Verslag vergadering Commissie voor Onderwijs
Vraag om uitleg over de uitbreiding van duaal leren
Verslag
– Wegens de coronamaatregelen werden deze vragen om uitleg via videoconferentie behandeld.
Mevrouw Vandromme heeft het woord.
Collega’s, minister, ik heb een vraag over de toekomst van het duaal leren. In een gezamenlijk advies vragen de Vlaamse Onderwijsraad (Vlor) en de Sociaal-Economische Raad van Vlaanderen (SERV) extra aandacht voor de groep jongeren die op het einde van dit schooljaar afstuderen en een kwalificatie via duaal leren behalen. De coronacrisis zorgde ook hier dat de organisatie van duaal leren een hele uitdaging was.
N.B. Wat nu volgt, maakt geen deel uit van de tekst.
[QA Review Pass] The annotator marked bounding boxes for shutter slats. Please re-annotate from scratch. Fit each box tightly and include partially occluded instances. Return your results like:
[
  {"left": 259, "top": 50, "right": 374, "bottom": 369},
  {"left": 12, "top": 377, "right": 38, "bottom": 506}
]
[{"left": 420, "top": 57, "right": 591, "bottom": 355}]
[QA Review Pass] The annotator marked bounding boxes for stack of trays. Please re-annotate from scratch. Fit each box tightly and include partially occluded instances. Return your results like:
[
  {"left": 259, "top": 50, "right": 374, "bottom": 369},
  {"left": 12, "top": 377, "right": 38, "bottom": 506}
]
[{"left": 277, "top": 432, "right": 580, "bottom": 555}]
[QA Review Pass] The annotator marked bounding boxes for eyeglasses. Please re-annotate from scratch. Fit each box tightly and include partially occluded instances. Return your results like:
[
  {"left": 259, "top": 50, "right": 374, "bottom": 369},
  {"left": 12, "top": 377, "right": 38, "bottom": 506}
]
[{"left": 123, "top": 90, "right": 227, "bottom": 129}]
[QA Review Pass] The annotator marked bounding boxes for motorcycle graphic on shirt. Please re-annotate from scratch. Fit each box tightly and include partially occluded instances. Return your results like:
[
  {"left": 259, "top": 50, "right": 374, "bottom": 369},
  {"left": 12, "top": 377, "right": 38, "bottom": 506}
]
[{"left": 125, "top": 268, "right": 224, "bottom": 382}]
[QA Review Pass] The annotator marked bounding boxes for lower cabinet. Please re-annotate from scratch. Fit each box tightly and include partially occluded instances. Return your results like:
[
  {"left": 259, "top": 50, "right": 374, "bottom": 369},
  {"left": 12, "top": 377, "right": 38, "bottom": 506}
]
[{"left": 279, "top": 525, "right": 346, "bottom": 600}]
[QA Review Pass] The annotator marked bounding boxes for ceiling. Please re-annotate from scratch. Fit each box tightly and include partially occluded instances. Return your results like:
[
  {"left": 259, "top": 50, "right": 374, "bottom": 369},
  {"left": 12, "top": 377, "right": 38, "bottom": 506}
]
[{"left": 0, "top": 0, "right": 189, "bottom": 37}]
De Vlor en de SERV hopen dat de onderwijsverstrekkers en werkgevers het nodige begrip zullen kunnen opbrengen voor deze uitzonderlijke situatie en de jongeren alle kansen zullen geven door bijvoorbeeld een intensieve aanvangsbegeleiding.
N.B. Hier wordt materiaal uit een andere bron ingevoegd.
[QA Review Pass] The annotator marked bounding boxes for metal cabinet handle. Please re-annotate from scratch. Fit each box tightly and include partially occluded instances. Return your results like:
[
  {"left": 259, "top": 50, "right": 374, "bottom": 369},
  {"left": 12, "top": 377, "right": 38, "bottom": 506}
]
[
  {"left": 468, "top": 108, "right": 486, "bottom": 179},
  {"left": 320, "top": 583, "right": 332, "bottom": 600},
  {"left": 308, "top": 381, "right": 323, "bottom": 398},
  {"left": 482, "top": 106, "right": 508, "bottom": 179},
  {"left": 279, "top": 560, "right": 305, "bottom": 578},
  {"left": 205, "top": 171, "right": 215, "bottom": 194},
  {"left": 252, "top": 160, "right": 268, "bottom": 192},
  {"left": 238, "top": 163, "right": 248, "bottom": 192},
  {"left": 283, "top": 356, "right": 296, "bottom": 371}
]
Beide adviesinstanties kijken ook uit naar de toekomst van duaal leren en engageren zich om een verdere groei te ondersteunen. Ze formuleerden hierrond ook een zestal actielijnen. Ten eerste benadrukken de Vlor en de SERV het belang om altijd en overal de juiste terminologie te gebruiken, zodat die duidelijk is voor alle actoren. Verder geven de organisaties aan dat er extra aandacht moet zijn voor de begeleidingsopdracht van zowel trajectbegeleiders als mentoren op de werkplek. In de commissievergadering Onderwijs van 20 mei stelde ik u daar trouwens al een vraag over, minister. U gaf aan dat er een gezamenlijke visie rond trajectbegeleiding wordt opgemaakt. Trajectbegeleiders, werkplekbegeleiders en sectormedewerkers zijn trouwens ook de geschikte personen om in te zetten voor een goede matching tussen de leerling en de onderneming. Om tot een goede matching te komen, is er uiteraard ook een uitgebreid, doordacht, gericht, geografisch gespreid aanbod van duale trajecten nodig. Volgens de Vlor en de SERV is er ook nood aan een doorgedreven, doel- en doelgroepsgerichte sensibilisering naar leerlingen, ouders, scholen, centra voor leerlingenbegeleiding, sectoren en ondernemingen. En tot slot uit men ook hier de bezorgdheid rond de meest kwetsbare leerlingen, die geen plaats zullen vinden in het stelsel van duaal leren. Een complementair aanbod van leerwegen waarin álle leerlingen hun plaats vinden, is een vereiste voor beide adviesraden.
Minister, bereikten u ondertussen ook de signalen rond extra moeilijkheden naar aanleiding van de coronacrisis bij het afsluiten van het leertraject voor dit schooljaar? Hoe gaat u hiermee om? Welk advies geeft u aan de scholen?
Kunt u ondertussen al wat meer info geven over de gezamenlijke visie rond de trajectbegeleiding waar u het over had in de commissievergadering van 20 mei?
Welke acties plant u ter ondersteuning van de scholen om de mogelijkheden van duaal leren bij potentiële leerlingen en hun ouders nog beter bekend te maken en om de verschillende vormen van werkplekleren duidelijk van elkaar te onderscheiden?
Bent u in overleg met uw collega bevoegd voor Werk, mevrouw Crevits, om eventuele communicatiecampagnes of andere acties op elkaar af te stemmen?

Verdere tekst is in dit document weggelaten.